Overseas buyers of U.S. Treasury debt stepped up their purchases in August after two months of declines. Foreign holdings increased after lawmakers in Washington ended a fight over raising the government's borrowing limit.
The Treasury Department reported Tuesday that total holdings rose 2 percent to $4.57 trillion, following the first decreases since April 2009. Japan and Britain, two of the three largest buyers of U.S. Treasury debt, both boosted their holdings.
But China, the largest foreign buyer, cut its holdings 3.1 percent to $1.14 trillion.
Congress and the Obama administration reached a deal on Aug. 2 to increase the nation's borrowing limit by more than $2 trillion, just hours before the U.S. faced a potential default on its debt. Days after that deal was reached, Standard & Poor's downgraded the credit rating on long-term U.S. debt one notch from AAA to AA+.

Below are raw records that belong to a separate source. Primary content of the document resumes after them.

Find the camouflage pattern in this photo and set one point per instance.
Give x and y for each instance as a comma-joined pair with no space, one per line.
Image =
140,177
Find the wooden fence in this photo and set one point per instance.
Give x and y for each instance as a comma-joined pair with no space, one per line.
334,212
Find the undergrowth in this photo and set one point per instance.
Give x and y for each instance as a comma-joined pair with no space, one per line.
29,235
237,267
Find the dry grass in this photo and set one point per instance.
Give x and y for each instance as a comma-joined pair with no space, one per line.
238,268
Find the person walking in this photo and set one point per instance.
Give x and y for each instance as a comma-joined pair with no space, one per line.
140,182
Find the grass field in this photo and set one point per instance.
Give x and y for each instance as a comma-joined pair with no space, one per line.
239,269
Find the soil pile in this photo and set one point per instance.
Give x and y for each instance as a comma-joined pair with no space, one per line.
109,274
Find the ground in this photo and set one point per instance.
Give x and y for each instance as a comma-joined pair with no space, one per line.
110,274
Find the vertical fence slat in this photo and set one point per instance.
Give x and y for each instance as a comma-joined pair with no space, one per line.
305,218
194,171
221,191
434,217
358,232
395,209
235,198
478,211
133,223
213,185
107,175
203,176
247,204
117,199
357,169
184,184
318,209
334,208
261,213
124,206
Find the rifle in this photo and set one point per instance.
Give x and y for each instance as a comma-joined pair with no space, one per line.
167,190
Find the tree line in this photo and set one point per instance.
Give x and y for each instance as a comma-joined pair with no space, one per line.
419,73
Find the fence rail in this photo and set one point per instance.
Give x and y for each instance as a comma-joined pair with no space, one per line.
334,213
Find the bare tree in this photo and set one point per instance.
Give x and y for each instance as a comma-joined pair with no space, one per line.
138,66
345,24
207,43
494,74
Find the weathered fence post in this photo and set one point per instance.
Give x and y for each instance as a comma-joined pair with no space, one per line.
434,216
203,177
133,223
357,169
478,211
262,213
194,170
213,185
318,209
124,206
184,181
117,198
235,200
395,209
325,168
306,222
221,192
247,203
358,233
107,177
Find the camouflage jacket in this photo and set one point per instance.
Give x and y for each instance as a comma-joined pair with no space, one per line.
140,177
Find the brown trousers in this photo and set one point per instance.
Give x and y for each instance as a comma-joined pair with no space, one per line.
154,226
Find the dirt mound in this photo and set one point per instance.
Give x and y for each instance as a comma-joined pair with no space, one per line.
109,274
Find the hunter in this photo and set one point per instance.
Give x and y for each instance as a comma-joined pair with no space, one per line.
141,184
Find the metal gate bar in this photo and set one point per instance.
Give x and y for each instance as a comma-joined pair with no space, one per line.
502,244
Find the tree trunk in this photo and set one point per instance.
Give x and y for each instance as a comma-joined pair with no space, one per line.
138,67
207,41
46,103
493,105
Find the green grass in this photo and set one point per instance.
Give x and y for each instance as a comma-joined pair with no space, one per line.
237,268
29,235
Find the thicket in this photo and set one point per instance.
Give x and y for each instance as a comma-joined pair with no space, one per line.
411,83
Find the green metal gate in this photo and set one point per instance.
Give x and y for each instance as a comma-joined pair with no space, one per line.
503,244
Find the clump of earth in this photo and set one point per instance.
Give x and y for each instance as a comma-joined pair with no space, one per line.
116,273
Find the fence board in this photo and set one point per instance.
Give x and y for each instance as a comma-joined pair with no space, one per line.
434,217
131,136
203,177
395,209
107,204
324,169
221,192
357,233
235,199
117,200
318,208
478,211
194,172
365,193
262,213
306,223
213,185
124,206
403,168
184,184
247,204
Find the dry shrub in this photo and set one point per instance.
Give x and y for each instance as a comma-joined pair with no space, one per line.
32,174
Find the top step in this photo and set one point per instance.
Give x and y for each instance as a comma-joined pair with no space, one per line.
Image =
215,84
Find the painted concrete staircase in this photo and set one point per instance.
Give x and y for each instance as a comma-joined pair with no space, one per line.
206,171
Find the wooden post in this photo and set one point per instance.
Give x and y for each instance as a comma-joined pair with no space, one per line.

The decline in China's holdings was the first decrease for that country since a 0.8 percent decline in February.
Japan, the second-largest buyer of Treasury debt, increased its holdings 2.4 percent to $936.6 billion while Britain, the third-largest buyer, boosted its holdings 12.4 percent to $397.2 billion.
The 2 percent rise in overall holdings came from a big 6.5 percent rise in holdings of private investors. Holdings by foreign governments were up a much smaller 0.2 percent in August. Foreign holdings, primarily by central banks, represent 70 percent of total foreign ownership of U.S. Treasury securities.
Net purchases of long-term securities, a category that includes not only U.S. government but also bonds sold by U.S. companies, increased by $57.9 billion in August, the biggest monthly gain since a rise of $61.3 billion in December 2010.